Intramedullary osteosynthesis of humeral diaphyseal fractures and its results have been described in many studies [7, 10]. Better results of surgical treatment with an intramedullary nail compared to a locking plate have been demonstrated in several studies [2, 11]. Various systems for distal targeting of humeral locking screws have been described in the literature. A meta-analytic study in the collected studies demonstrates a large margin of error for distal nail locking without fluoroscopy - 0– 27 % [7]. A higher risk of injury to the n. radialis has been described for lateral targeting [8, 9]. Experience with the use of an electromagnetic targeting device for distal targeting of tibial and femoral nails has been described in a study of 19 patients, where the mean distal targeting time for tibial nails (two screws) was 219 s (range of 200–250 s), which is similar to our study. The mean time of distal femoral nailing (two screws) was 249 seconds (range of 220–330 seconds) [8]. A similar positive experience was published in a comparative study of 59 patients with the humeral diaphyseal fractures, where the fluoroscopic distal nail locking technique and the Sureshot ™ Distal Targeting System were compared.
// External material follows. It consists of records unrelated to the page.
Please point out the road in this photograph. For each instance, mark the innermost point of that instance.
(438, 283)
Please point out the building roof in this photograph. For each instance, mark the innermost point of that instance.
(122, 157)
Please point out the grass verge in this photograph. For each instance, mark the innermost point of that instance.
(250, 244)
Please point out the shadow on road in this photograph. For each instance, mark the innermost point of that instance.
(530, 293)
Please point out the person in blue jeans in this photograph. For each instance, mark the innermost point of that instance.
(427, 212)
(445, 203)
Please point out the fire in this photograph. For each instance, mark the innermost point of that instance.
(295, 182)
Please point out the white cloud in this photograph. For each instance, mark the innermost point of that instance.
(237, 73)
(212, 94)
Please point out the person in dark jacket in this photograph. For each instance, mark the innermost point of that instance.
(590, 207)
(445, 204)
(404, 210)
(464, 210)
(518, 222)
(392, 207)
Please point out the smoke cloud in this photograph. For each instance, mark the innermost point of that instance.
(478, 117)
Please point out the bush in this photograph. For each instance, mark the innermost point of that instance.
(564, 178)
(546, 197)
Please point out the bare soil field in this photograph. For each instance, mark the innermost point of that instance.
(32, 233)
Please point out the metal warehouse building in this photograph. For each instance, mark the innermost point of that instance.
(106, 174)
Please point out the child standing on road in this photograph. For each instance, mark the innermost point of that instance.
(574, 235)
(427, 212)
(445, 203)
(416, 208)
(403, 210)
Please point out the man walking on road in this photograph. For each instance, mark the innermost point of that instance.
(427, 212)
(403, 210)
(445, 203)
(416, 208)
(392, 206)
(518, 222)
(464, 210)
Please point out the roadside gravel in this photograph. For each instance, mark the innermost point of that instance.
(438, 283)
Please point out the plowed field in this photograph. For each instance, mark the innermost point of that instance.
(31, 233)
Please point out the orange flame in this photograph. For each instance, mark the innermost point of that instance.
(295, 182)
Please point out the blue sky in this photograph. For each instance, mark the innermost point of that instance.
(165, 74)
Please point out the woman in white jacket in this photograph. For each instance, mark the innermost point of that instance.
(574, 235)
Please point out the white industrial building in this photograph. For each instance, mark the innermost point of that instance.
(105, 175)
The Sureshot ™ Distal Targeting System has proven to be equally effective compared to the fluoroscopic technique, with the added benefit of significantly reducing operating time and risk factors associated with exposure to ionizing radiation for all operating room staff and the patient. [6, 8, 9]. However, this system works with a hand-free locking technique and is not rigidly connected to the nail, which can lead to inaccurate drilling of the canal for distal securing holes - oblique channels. Similar results are described in a meta-analysis of studies comparing electromagnetic aiming systems with the fluoroscopic technique for all nailing methods, but the numbers of patients in each study are small (9 studies, 579 patients, heterogeneity of fractures) [12]. The experience with the Austofix Ezy-aim system has not yet been described in the available world literature. From our point of view, it was quire time-consuming to assemble and calibrate the arm for distal targeting; these times were gradually reduced. If the distal targeting arm is well calibrated, the system is accurate and we have not observed the need to re-drill the distal targeting holes.

CONCLUSION

The Austofix Ezy-aim distal targeting system for long humeral studs offers an innovative way of targeting and drilling holes for distal locking screws. Its advantage is the minimization of X-ray radiation during the operation and also the accuracy of drilling. The disadvantage is more complex preparation of the arm for distal targeting and its calibration, as well as connection to the control unit by cables. Given the relative novelty on the market, further investigation of this method will be necessary.

This paper was supported by project No. CZ.02.1.01/0.0/0.0/17_049/0008441 „Innovative Therapeutic Methods of Musculoskeletal System in Accident Surgery“ within the Operational Programme Research, Development and Education financed by the European Union and by the state budget of the Czech Republic.